As a matter of fact, it does: a web console (but it is not that stable)

At least now we can know...

[Cid Highwind]

Hopefully now that the code is out there, someone independent (not Ellch and not a Mac blogger) will test this exploit on an out-of-the-box MacBook, and see if the hole lives up to the hype.

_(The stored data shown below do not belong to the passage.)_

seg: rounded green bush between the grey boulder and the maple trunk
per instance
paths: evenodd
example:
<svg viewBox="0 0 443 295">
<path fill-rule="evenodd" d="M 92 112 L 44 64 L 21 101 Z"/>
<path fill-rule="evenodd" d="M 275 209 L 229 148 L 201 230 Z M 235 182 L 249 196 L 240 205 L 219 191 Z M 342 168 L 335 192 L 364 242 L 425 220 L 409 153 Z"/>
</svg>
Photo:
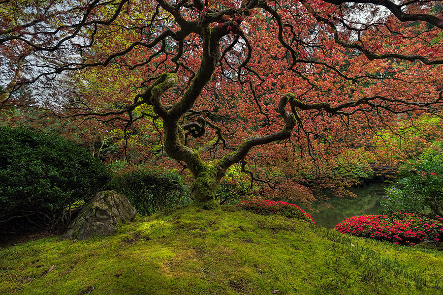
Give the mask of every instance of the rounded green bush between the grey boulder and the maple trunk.
<svg viewBox="0 0 443 295">
<path fill-rule="evenodd" d="M 127 196 L 142 215 L 151 215 L 163 208 L 186 205 L 190 202 L 189 189 L 175 172 L 131 171 L 112 180 L 114 190 Z"/>
</svg>

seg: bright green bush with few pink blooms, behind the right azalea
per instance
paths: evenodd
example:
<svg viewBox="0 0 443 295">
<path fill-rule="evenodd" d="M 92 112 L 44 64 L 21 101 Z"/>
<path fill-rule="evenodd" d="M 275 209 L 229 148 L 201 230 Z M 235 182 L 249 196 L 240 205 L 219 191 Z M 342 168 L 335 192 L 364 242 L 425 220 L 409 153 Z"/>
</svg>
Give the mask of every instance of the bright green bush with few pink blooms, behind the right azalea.
<svg viewBox="0 0 443 295">
<path fill-rule="evenodd" d="M 443 156 L 427 154 L 406 165 L 403 178 L 386 189 L 384 212 L 408 212 L 443 218 Z"/>
</svg>

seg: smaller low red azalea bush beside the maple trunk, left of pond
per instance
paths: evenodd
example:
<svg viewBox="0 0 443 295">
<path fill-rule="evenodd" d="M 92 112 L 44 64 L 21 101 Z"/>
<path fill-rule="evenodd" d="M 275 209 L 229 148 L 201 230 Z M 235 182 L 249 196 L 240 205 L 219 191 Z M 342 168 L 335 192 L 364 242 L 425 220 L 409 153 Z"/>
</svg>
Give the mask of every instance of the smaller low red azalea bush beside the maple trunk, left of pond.
<svg viewBox="0 0 443 295">
<path fill-rule="evenodd" d="M 252 199 L 241 201 L 237 206 L 260 215 L 276 214 L 290 218 L 295 217 L 316 224 L 311 215 L 306 213 L 302 208 L 287 202 Z"/>
</svg>

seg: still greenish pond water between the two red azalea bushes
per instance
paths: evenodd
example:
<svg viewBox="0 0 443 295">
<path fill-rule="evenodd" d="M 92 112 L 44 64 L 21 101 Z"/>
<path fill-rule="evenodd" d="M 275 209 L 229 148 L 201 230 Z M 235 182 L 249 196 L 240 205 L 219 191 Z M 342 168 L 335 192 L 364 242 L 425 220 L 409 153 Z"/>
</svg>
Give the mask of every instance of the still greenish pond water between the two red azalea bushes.
<svg viewBox="0 0 443 295">
<path fill-rule="evenodd" d="M 357 195 L 357 198 L 338 197 L 328 190 L 324 190 L 324 201 L 312 204 L 314 210 L 306 209 L 311 214 L 316 224 L 326 228 L 333 228 L 342 220 L 355 215 L 377 214 L 381 209 L 380 200 L 384 196 L 383 183 L 370 183 L 365 186 L 350 188 L 349 191 Z"/>
</svg>

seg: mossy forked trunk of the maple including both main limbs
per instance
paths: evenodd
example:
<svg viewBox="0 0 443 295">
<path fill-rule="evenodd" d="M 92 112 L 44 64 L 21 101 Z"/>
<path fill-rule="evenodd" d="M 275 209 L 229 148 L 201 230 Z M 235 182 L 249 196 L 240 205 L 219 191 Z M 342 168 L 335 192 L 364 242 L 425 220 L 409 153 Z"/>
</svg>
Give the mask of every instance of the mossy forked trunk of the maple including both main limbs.
<svg viewBox="0 0 443 295">
<path fill-rule="evenodd" d="M 290 136 L 296 118 L 293 114 L 288 113 L 285 107 L 288 102 L 293 107 L 295 98 L 293 94 L 289 93 L 280 100 L 278 109 L 285 121 L 285 126 L 282 130 L 266 136 L 247 139 L 235 151 L 224 156 L 218 163 L 206 165 L 196 150 L 185 146 L 185 132 L 179 125 L 179 121 L 193 107 L 201 91 L 211 80 L 221 57 L 220 39 L 226 34 L 226 31 L 220 28 L 209 29 L 208 24 L 205 24 L 203 21 L 199 22 L 199 29 L 198 34 L 203 41 L 200 67 L 180 101 L 167 108 L 161 103 L 161 95 L 177 81 L 177 76 L 173 73 L 160 75 L 154 85 L 144 93 L 143 99 L 153 105 L 154 111 L 163 119 L 163 146 L 165 152 L 172 159 L 185 162 L 195 179 L 191 187 L 194 198 L 193 206 L 216 209 L 220 207 L 220 204 L 215 199 L 215 189 L 219 185 L 221 177 L 224 176 L 225 171 L 231 165 L 241 161 L 254 146 L 265 145 Z M 200 121 L 200 126 L 204 128 L 205 120 L 203 118 L 202 120 L 202 122 Z M 199 134 L 199 136 L 201 135 Z"/>
</svg>

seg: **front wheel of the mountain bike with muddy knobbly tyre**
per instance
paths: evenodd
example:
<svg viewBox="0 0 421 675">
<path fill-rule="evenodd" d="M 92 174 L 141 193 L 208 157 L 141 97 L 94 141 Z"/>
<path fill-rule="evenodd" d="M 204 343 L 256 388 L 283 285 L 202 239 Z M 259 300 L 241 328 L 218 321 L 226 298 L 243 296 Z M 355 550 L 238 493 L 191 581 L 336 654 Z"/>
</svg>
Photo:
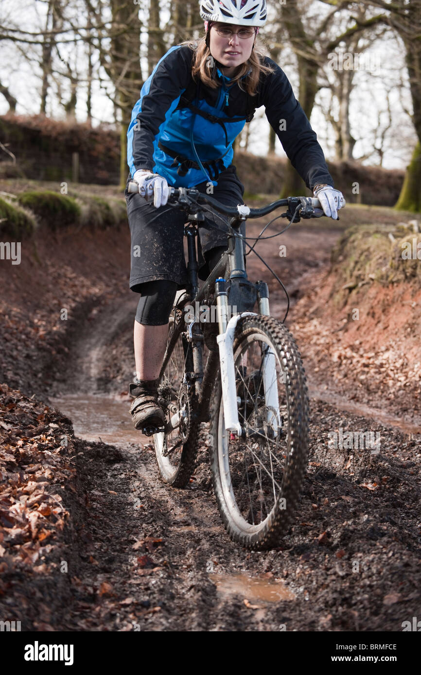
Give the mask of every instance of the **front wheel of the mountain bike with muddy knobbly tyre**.
<svg viewBox="0 0 421 675">
<path fill-rule="evenodd" d="M 297 509 L 308 455 L 309 402 L 295 340 L 272 317 L 237 324 L 234 368 L 243 435 L 226 431 L 221 378 L 211 407 L 211 466 L 218 509 L 233 541 L 276 546 Z"/>
</svg>

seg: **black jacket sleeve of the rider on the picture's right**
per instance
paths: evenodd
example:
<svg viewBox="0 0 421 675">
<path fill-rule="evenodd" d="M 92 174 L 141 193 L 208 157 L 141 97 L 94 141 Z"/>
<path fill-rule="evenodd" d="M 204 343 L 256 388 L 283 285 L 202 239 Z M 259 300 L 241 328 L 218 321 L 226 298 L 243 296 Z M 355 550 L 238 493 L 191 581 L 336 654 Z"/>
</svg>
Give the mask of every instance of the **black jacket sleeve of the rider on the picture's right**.
<svg viewBox="0 0 421 675">
<path fill-rule="evenodd" d="M 289 79 L 275 61 L 266 57 L 265 63 L 272 65 L 274 72 L 264 78 L 261 103 L 282 148 L 307 188 L 312 190 L 319 183 L 333 186 L 317 135 L 295 98 Z"/>
</svg>

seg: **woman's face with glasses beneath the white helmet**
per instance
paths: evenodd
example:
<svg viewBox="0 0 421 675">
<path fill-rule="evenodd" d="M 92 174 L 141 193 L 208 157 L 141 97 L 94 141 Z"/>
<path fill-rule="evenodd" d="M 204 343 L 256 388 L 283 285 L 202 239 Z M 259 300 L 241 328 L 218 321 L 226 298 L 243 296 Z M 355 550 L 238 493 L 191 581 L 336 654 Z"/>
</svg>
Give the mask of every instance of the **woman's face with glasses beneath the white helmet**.
<svg viewBox="0 0 421 675">
<path fill-rule="evenodd" d="M 216 32 L 216 28 L 229 28 L 234 31 L 230 39 L 221 37 Z M 245 28 L 245 26 L 237 26 L 234 24 L 216 23 L 210 27 L 209 49 L 217 61 L 222 63 L 224 75 L 228 78 L 232 77 L 239 65 L 245 63 L 249 59 L 253 43 L 255 41 L 255 32 L 250 38 L 239 38 L 237 31 Z"/>
</svg>

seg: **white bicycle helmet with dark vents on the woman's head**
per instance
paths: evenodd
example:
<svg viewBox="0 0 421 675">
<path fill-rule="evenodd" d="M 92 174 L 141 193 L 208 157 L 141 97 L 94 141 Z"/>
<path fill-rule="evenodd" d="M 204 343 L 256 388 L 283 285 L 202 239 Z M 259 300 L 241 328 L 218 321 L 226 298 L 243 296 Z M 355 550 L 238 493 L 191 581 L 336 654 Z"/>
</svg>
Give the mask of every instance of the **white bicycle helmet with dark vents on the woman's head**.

This explains my recent Trojan infection

[mhackarbie]

I recently removed a nasty trojan (a member of the 'Wareout' family) from my laptop, with the aid of the free Sophos Anti-Rootkit [sophos.com] and fantastic free technical support from the great folks at the spybot forums [spybot.info]. My best guess was that I got the infection when I logged into a free wifi connection at a local cafe. I saw a brief message from my antivirus software that a trojan had been detected, but afterwards, it reported nothing. After reading the eweek article, I learned that my Intel Pro/Wireless driver had

How is this a good thing?

[AaronLawrence]

Proof of concept exploits, are one thing, arguably useful. But helpfully integrating them into a tool script kiddies can use is just wrong. This is the kind of thing that makes computer security an ongoing nightmare.

Re:

[azemute]

Because acceptance of the fact that there *is* a problem is the first step on the road to solving that problem. A whole mob of scriptkiddies get their hands on this, and someone is bound to take notice. Maybe not now, but in the near future. Until that happens, and it gets some spotlight coverage, no one is going to even recognize wireless as a security threat.

Just pretending that the problem doesn't exist, doesn't make the problem go away.